Jn 14,1-12: Yo soy el camino, la verdad y la vida

Autor: Camilo Valverde Mudarra

 

 

Hch 6,1-7; Sal 32,1-5.18-19; 1P 2,4-9; Jn 14,1-12

 

 No se turbe vuestro corazón. Creéis en Dios, creed también en mí. En la casa de mi Padre hay muchas estancias, si no, os lo habría dicho, yo voy a prepararos sitio. Cuando vaya y os prepare sitio, volveré y os llevaré conmigo, para que, donde estoy yo, estéis también vosotros, para ir adonde yo voy, ya sabéis el camino. Tomás le dice: Señor, no sabemos adónde vas, ¿cómo podemos saber el camino? Jesús le responde: Yo soy el camino y la verdad y la vida. Nadie va al Padre, sino por mí. Si me conocierais a mí, conoceríais también a mi Padre. Ahora ya lo conocéis y lo habéis visto…
Quien me ha visto a mí ha visto al Padre. ¿Cómo dices tú: «Muéstranos al Padre»? ¿No crees que yo estoy en el Padre y el Padre en mí? Lo que yo os digo no lo hablo por cuenta propia. El Padre, que permanece en mí, él mismo hace las obras. Creedme: yo estoy en el Padre y el Padre en mí. Si no, creedlo por mis obras. En verdad, en verdad os digo que el que cree en mí, también él hará las obras que yo hago, y aun mayores, porque yo me voy al Padre.
 

 

 

          Lectura de los Hechos de los Apóstoles:

 

            En aquellos días, al crecer el número de los discípulos, los de lengua griega se quejaron contra los de lengua hebrea, diciendo que en el suministro diario no atendían a sus viudas. Los apóstoles convocaron al grupo de los discípulos y les dijeron: No nos parece bien descuidar la Palabra de Dios, para ocuparnos de la administración. Por tanto, hermanos, escoged a siete de vosotros, hombres de buena fama, llenos de espíritu de sabiduría; y los encargaremos de esta tarea; nosotros nos dedicaremos a la oración y al servicio de la palabra… Y ellos les impusieron las manos orando.

 

            San Lucas narra, en el libro de los Hechos de los Apóstoles con la fuerte idealización propia del inicio de los grandes movimientos sociales, la difusión de la predicación cristiana desde Jerusalén, hasta Roma.
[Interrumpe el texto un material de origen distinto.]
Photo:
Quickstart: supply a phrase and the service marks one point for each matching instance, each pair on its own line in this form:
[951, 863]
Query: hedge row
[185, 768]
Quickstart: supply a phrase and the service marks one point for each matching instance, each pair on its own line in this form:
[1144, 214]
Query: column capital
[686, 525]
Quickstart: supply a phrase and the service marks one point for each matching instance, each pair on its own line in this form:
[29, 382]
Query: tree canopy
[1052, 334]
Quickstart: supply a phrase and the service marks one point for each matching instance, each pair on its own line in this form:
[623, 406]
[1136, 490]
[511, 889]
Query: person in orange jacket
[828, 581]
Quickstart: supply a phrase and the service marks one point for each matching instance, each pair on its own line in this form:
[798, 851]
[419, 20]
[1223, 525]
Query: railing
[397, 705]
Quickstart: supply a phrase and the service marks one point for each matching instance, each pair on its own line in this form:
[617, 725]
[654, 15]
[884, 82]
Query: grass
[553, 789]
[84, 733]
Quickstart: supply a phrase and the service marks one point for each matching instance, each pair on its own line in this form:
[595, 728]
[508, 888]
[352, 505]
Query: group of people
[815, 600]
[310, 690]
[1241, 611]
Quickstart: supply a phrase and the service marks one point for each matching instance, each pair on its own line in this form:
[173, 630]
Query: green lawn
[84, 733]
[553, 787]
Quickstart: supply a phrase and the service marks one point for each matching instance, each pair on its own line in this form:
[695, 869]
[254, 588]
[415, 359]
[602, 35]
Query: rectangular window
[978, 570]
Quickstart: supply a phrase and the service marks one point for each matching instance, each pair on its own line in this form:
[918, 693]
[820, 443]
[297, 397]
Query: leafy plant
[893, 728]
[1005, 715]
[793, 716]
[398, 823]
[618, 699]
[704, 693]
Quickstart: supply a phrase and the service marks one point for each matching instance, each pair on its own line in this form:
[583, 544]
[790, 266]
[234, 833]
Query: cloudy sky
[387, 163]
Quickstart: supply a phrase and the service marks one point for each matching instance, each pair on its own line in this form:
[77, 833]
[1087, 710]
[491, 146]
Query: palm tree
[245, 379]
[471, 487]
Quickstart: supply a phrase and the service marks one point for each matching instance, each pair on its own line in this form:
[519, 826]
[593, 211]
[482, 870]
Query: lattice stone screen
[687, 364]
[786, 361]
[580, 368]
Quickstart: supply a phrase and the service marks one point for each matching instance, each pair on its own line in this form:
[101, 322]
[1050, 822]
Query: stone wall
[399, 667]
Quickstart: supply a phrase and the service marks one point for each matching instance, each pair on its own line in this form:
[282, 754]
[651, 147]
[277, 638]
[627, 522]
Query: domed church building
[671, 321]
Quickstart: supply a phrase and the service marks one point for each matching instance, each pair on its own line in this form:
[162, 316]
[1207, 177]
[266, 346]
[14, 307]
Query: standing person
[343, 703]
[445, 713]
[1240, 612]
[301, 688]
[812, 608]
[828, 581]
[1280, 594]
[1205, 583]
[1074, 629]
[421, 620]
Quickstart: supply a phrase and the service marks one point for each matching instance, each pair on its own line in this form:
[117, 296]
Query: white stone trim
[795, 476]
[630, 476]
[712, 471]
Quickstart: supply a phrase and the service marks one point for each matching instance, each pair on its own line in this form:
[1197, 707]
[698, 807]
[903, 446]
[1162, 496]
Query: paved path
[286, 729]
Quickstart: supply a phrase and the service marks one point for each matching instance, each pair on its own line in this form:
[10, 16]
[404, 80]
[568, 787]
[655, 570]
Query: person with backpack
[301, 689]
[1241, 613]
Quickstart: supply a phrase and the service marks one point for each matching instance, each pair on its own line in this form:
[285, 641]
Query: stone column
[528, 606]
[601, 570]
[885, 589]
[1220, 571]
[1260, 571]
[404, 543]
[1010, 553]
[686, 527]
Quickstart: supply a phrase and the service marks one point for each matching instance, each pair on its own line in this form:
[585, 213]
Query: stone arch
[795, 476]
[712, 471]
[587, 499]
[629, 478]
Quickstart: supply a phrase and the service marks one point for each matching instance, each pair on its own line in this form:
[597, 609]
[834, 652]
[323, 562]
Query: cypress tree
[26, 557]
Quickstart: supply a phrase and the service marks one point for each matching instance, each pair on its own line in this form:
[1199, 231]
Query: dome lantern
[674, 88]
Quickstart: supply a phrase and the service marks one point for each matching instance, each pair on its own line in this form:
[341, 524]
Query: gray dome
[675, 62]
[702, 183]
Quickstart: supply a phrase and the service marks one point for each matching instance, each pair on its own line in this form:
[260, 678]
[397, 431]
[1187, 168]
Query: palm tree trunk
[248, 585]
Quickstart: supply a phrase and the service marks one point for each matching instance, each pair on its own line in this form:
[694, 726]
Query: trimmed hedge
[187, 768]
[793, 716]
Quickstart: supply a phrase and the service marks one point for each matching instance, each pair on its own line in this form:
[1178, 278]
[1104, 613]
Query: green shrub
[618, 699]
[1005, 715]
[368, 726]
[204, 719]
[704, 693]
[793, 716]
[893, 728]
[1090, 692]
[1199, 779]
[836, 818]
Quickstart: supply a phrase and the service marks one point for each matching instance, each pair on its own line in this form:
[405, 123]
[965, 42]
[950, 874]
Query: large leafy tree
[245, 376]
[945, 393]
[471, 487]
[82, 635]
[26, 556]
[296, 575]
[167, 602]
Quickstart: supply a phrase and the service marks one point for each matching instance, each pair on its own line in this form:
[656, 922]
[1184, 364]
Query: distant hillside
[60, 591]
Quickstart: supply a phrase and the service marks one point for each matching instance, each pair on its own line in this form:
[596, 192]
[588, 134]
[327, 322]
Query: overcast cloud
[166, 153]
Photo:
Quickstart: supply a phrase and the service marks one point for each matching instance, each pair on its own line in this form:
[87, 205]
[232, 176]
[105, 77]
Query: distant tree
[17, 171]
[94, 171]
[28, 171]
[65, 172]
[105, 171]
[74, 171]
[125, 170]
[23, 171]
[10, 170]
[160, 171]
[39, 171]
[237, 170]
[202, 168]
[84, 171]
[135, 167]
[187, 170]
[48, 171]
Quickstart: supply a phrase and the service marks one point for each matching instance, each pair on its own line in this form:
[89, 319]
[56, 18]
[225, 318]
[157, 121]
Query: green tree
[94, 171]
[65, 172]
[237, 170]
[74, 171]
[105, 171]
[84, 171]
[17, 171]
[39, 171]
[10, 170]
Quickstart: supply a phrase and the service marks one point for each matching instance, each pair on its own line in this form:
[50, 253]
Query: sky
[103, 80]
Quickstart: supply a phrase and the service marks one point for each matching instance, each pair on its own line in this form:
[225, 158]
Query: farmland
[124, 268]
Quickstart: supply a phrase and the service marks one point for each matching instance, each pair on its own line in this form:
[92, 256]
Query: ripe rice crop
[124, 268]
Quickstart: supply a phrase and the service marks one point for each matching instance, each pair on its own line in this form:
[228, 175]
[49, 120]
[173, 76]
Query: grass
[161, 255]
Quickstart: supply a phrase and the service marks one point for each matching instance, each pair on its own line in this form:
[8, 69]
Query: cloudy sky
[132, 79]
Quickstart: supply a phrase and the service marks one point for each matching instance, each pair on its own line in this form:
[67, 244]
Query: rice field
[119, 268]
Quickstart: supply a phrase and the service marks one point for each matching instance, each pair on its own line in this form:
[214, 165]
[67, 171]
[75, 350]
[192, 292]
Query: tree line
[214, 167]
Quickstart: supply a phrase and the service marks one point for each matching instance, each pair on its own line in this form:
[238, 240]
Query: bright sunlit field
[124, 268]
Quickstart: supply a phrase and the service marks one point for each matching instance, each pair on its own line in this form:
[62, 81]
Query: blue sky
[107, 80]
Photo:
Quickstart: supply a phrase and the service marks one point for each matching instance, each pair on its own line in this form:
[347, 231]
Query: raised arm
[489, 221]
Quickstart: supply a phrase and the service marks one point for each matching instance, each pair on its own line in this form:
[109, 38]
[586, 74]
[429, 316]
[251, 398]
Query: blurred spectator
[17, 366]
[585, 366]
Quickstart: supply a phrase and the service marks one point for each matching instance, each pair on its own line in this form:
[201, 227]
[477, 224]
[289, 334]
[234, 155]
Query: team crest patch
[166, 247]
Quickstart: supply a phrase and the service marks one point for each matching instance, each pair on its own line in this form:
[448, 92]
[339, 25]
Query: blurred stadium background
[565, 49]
          Entre los “nazarenos" estaban los judeo-cristianos y los cristianos helenistas. Los primeros de habla aramea, eran semitas, leían la Escritura en hebreo y, siguiendo ligados a las tradiciones judías, cumplían de forma estricta la ley de Moisés; eran queridos por el pueblo y defendidos por los fariseos. Los segundos, procedentes de la diáspora, eran judíos de las colonias mediterráneas; hablantes de griego común y acomodados económicamente, tenían mentalidad muy occidental y urbana, con poco apego a la ley mosaica.
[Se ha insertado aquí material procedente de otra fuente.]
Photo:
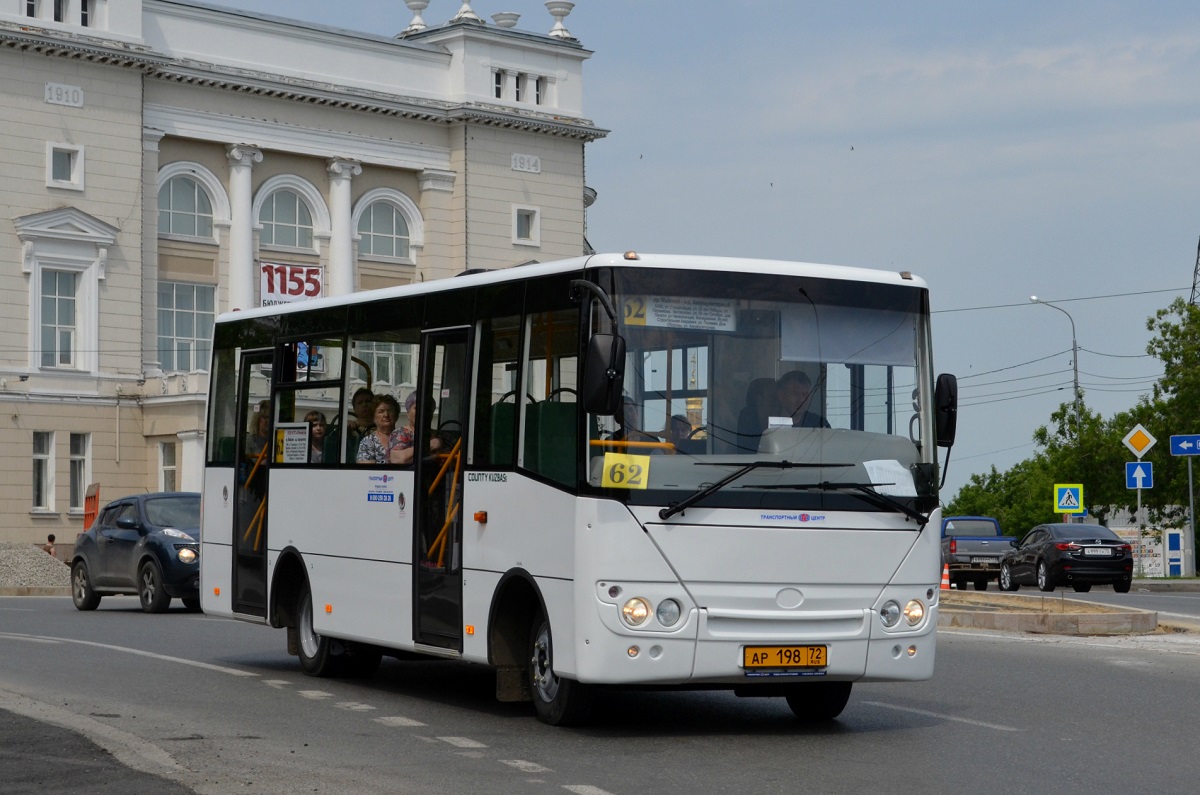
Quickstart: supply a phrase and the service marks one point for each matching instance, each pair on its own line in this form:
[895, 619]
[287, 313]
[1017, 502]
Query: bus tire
[819, 700]
[317, 657]
[558, 701]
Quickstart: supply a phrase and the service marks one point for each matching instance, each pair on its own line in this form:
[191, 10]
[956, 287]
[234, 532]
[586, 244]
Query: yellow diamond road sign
[1139, 441]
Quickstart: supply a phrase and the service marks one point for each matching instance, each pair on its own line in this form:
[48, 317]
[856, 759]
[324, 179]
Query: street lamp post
[1074, 358]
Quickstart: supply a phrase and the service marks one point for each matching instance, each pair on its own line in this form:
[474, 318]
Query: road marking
[397, 721]
[315, 695]
[526, 766]
[940, 716]
[209, 667]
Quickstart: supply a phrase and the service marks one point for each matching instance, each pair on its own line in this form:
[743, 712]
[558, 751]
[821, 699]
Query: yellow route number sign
[624, 471]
          Aquí, por primera vez, se distingue entre los "discípulos" y  los "apóstoles"; pero, en el Evangelio, todos los que siguen a Jesús se llaman "discípulos" (Mt 28, 19). En la comunidad de Jerusalén surgen los problemas; parece que existía una cierta discriminación, en perjuicio de los pobres helenistas, al distribuir los bienes comunitarios (2,45; 4,35). Los "apóstoles" proponen elegir, entre los "discípulos", a siete varones, que se encarguen de la administración. A los designados, los Apóstoles les imponen las manos, símbolo sagrado y jurídico, en un rito ya conocido en el A.T. (Gn 48,14; Nm 8,10s). Es muy probable que tuviera carácter sacramental, y se trate de la ordenación de "diáconos" en el sentido actual, o de "presbíteros" que, más tarde, se hallan junto a los Apóstoles (11,30; 14,23; 15,2). La necesaria institucionalización se hace en función de las necesidades y con la participación de los afectados. Durante muchos siglos, el pueblo participó decisivamente en la designación de sus pastores. La unidad de los creyentes de que hablan los Hechos, superado el primer conflicto, tiene ahora, que afirmarse.
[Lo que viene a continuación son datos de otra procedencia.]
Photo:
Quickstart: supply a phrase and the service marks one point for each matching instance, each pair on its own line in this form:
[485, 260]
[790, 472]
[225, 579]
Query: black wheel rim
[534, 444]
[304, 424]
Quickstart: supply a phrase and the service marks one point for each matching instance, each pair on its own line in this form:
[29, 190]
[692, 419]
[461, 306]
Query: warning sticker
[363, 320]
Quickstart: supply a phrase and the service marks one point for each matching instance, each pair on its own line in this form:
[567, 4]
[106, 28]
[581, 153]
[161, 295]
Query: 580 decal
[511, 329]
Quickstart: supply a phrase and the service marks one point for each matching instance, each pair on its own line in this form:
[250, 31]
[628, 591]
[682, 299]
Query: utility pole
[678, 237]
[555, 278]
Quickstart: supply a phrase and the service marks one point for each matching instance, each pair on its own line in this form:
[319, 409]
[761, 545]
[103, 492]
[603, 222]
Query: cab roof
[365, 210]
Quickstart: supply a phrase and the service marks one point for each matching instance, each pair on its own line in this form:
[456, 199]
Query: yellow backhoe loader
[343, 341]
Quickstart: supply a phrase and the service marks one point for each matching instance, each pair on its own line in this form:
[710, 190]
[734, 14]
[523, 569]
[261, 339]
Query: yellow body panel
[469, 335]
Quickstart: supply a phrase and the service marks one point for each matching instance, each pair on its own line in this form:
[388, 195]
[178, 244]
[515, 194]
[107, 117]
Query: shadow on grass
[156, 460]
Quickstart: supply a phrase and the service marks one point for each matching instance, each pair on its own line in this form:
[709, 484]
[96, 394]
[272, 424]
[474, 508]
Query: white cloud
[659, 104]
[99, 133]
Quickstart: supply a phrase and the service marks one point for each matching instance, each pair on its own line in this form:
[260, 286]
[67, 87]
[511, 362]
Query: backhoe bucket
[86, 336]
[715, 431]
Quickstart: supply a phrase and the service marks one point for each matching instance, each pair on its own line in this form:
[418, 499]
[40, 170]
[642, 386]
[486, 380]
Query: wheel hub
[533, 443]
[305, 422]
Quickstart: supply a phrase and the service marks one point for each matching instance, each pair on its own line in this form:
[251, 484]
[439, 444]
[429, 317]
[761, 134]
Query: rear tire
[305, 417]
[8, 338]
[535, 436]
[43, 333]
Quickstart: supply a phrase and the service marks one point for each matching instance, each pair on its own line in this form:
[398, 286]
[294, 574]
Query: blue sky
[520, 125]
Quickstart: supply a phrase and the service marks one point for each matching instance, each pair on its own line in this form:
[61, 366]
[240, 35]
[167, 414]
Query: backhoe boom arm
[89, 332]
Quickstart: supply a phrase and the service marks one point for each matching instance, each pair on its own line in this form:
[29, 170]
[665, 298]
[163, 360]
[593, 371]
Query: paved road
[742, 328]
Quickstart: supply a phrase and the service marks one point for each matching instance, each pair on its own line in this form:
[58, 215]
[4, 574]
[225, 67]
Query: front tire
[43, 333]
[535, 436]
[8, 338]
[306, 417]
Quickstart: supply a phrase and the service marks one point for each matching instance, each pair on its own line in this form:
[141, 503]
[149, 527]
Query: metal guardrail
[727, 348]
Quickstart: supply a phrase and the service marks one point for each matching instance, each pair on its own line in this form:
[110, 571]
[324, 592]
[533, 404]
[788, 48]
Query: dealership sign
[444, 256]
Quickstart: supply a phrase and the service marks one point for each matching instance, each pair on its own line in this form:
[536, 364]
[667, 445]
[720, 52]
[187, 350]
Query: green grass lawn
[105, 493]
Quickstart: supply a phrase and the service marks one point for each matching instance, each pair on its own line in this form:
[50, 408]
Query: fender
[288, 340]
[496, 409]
          Ya se van distinguiendo funciones y servicios. San Ignacio de Antioquía distinguirá ya claramente entre obispos, presbíteros y diáconos. La Iglesia sigue ordenando a sus "ministros", mediante la imposición de manos. Pero se ha olvidado, por desgracia, la participación del pueblo en la elección de sus servidores. Se desprende la lección práctica de buscar, para los cargos, las personas adecuadas y oportunas; la Iglesia se organiza en respuesta a unas necesidades y no por un modelo previo a ultranza. La vida y los modelos son cambiables.

 

 

          SALMO RESPONSORIAL

            “Aclamad, justos, al Señor, que merece la alabanza de los buenos; dad gracias al Señor con la cítara, tocad en su honor el arpa de diez cuerdas.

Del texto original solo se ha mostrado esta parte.